Von den Wirkungen her vermag die Initiative ebenfalls nicht zu überzeugen: Bezüglich der Verteilungswirksamkeit ergibt sich in erster Linie eine Privilegierung besser gestellter Rentnerhaushalte, die entweder bereits im Erwerbsleben ihre Hypothekarschulden beseitigt haben oder dies aufgrund ausreichender finanzieller Leistungsfähigkeit im Rentenalter noch nachholen können. Ausserdem würde es dadurch, dass die Volksinitiative einseitig auf ältere Eigentümerinnen und Eigentümer fokussiert ist und der Systemwechsel zudem freiwillig sein soll, kaum möglich sein, ein Grundproblem des heutigen Systems der Eigenmietwertbesteuerung, nämlich die geringe Motivation zur Tilgung der Hypothekarschulden, systematisch anzugehen.

­

Schliesslich würde die Annahme der Volksinitiative dazu führen, dass ein späterer genereller Systemwechsel bei der Wohneigentumsbesteuerung (zwingende Abschaffung des steuerbaren Eigenmietwerts für alle, im Gegenzug starke Einschränkung oder Aufhebung der wohneigentumsbezogenen Abzugsmöglichkeiten) alleine auf Gesetzesebene nicht ausreichen würde. Da die Verfassungsbestimmungen des Volksbegehrens konkrete Eckwerte beinhalten, die bei Einlösung des Wahlrechts als verbleibende Abzugsmöglichkeiten einzuhalten sind, erscheint eine nachträgliche Verfassungsrevision im Sinne der Gleichbehandlung aller Wohneigentümerinnen und Wohneigentümer unumgänglich. Die Umsetzung eines solchen Unterfangens wäre wegen des obligatorischen Referendums (Volks- und Ständemehr) naturgemäss aufwendiger als eine Gesetzesrevision (fakultatives Referendum mit blossem Volksmehr).

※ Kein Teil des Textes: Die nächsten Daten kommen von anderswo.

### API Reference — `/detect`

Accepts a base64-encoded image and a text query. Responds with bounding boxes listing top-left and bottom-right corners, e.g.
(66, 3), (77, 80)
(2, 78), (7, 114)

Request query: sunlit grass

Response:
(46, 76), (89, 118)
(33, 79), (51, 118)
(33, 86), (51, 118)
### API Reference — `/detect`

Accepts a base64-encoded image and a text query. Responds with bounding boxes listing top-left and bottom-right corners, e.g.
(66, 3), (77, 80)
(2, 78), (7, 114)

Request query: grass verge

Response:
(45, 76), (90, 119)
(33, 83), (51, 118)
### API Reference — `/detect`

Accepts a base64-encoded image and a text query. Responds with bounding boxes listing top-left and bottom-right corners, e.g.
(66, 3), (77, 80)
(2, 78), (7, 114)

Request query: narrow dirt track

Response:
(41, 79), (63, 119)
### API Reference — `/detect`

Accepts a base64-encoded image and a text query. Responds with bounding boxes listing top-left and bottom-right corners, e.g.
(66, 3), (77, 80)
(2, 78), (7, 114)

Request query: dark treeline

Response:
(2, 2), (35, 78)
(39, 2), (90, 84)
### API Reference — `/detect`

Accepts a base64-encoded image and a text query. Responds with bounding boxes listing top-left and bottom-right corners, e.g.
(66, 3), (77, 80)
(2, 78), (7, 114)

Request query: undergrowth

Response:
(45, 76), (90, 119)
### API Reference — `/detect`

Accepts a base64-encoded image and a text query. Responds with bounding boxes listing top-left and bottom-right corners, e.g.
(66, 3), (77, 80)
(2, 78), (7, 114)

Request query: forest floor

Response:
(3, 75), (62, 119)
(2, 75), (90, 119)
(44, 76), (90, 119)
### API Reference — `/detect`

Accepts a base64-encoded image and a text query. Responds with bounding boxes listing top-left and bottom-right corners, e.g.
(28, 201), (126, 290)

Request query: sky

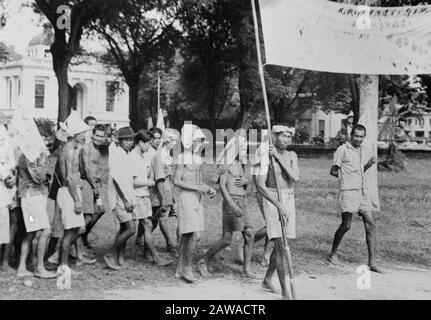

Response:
(0, 0), (104, 55)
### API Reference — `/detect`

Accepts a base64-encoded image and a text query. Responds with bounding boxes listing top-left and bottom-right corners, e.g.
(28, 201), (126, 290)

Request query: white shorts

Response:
(339, 189), (372, 214)
(21, 193), (50, 233)
(177, 191), (204, 235)
(134, 196), (152, 220)
(0, 207), (9, 244)
(262, 188), (296, 240)
(56, 187), (85, 230)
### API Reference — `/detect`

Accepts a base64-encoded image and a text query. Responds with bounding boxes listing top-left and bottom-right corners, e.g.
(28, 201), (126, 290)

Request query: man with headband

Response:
(198, 132), (255, 278)
(173, 123), (216, 283)
(254, 124), (299, 300)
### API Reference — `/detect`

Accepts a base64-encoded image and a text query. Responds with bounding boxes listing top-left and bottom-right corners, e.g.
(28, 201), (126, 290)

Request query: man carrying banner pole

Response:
(250, 0), (297, 300)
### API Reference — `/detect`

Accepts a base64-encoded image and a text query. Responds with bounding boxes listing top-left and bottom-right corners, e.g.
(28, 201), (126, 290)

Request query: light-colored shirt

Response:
(144, 146), (158, 205)
(129, 147), (150, 197)
(333, 141), (372, 190)
(149, 148), (174, 207)
(109, 145), (135, 204)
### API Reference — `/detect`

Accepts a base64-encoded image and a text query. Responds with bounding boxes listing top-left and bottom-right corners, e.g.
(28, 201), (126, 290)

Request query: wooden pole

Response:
(250, 0), (296, 300)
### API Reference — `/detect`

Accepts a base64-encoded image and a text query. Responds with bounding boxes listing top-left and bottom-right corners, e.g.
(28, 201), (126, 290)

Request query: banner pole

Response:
(250, 0), (297, 300)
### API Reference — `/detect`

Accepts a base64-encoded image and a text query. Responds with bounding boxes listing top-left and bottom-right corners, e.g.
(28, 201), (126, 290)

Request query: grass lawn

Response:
(1, 154), (430, 299)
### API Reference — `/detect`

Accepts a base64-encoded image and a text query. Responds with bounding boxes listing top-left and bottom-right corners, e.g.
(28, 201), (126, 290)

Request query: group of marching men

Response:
(0, 114), (383, 300)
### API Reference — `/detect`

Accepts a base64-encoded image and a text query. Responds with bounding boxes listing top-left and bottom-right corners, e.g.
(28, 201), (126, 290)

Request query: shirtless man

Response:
(79, 124), (106, 248)
(56, 119), (89, 271)
(255, 124), (299, 300)
(327, 124), (383, 273)
(198, 135), (254, 278)
(173, 125), (216, 283)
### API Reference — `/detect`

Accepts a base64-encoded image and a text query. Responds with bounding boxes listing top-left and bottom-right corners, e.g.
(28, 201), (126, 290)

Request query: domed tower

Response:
(27, 23), (54, 59)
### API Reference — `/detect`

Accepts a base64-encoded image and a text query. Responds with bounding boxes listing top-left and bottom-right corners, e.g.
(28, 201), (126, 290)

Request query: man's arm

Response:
(270, 146), (299, 183)
(364, 156), (377, 172)
(133, 176), (155, 188)
(330, 165), (339, 178)
(80, 147), (97, 190)
(63, 148), (80, 203)
(219, 172), (240, 215)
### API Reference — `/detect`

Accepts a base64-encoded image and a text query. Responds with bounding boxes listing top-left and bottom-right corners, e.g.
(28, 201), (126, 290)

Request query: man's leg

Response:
(261, 241), (281, 294)
(59, 228), (76, 267)
(75, 227), (96, 265)
(116, 220), (135, 266)
(328, 212), (352, 266)
(83, 210), (105, 248)
(159, 215), (178, 257)
(17, 232), (35, 277)
(360, 211), (384, 273)
(104, 224), (124, 270)
(273, 238), (290, 300)
(34, 229), (56, 278)
(141, 218), (172, 266)
(135, 222), (145, 246)
(198, 232), (233, 277)
(243, 227), (255, 277)
(178, 232), (200, 283)
(1, 209), (20, 272)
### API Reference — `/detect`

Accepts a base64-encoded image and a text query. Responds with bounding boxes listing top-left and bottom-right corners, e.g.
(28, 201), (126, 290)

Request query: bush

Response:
(293, 126), (311, 144)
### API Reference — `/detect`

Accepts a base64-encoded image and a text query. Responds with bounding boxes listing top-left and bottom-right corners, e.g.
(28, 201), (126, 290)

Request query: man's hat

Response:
(117, 127), (135, 139)
(59, 112), (90, 137)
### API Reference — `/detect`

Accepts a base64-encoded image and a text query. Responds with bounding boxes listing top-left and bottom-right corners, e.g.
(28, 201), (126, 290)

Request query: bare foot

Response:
(243, 270), (260, 280)
(34, 269), (57, 279)
(261, 280), (281, 295)
(197, 259), (211, 278)
(76, 256), (97, 266)
(168, 247), (179, 258)
(154, 257), (174, 267)
(118, 253), (125, 266)
(180, 271), (196, 284)
(16, 269), (33, 278)
(1, 265), (15, 274)
(369, 265), (385, 274)
(327, 255), (344, 267)
(104, 254), (121, 271)
(48, 251), (59, 264)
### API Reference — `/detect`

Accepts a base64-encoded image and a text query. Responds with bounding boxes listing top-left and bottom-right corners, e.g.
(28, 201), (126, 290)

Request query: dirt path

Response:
(104, 265), (431, 300)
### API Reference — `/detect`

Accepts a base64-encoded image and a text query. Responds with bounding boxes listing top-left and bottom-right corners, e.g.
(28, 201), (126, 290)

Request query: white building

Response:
(0, 25), (129, 127)
(298, 107), (347, 142)
(403, 112), (431, 144)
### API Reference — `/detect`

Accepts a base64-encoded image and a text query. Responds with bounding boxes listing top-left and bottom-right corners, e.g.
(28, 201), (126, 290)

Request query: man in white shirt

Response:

Der Bundesrat lehnt daher eine auf Rentnerinnen und Rentner beschränkte fakultative Abschaffung des Eigenmietwerts ab.

6

Indirekter Gegenvorschlag

6.1

Systemwechsel

Aufgrund der negativen Beurteilung der HEV-Initiative hat der Bundesrat am 17. Juni 2009 beschlossen, dem Parlament einen indirekten Gegenvorschlag zu unterbreiten.

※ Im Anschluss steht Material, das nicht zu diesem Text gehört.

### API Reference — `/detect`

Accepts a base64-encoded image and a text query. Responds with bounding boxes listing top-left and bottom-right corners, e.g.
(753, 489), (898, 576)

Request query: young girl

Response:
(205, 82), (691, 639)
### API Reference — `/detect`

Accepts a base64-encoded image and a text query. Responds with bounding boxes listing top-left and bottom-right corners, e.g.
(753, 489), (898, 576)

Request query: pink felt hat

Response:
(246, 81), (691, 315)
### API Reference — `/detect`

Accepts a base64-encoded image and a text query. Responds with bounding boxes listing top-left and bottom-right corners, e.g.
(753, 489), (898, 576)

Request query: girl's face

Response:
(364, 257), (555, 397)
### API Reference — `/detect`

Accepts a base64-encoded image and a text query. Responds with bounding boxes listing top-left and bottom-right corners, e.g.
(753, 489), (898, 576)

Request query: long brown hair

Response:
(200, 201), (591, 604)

Ziel dieses indirekten Gegenentwurfs war es, die heutigen Nachteile der Eigenmietwertbesteuerung (vgl. Ziff. 4) durch eine bessere und politisch mehrheitsfähige Lösung zu ersetzen. Als steuersystematisch unabdingbare Prämisse galt dabei, dass bei einem Wegfall des Eigenmietwerts die im Zusammenhang mit der selbstgenutz5317

ten Liegenschaft stehenden Unterhaltskosten nicht mehr abgezogen werden können.

Diese stellen Gewinnungskosten dar, die untrennbar mit der Erzielung eines entsprechenden Einkommens verbunden sind. Gestützt auf diese Ausgangslage kann der Systemwechsel konsequent und in reiner Form oder mit Abfederungen oder Ausnahmen in verschiedenen Abstufungen vollzogen werden.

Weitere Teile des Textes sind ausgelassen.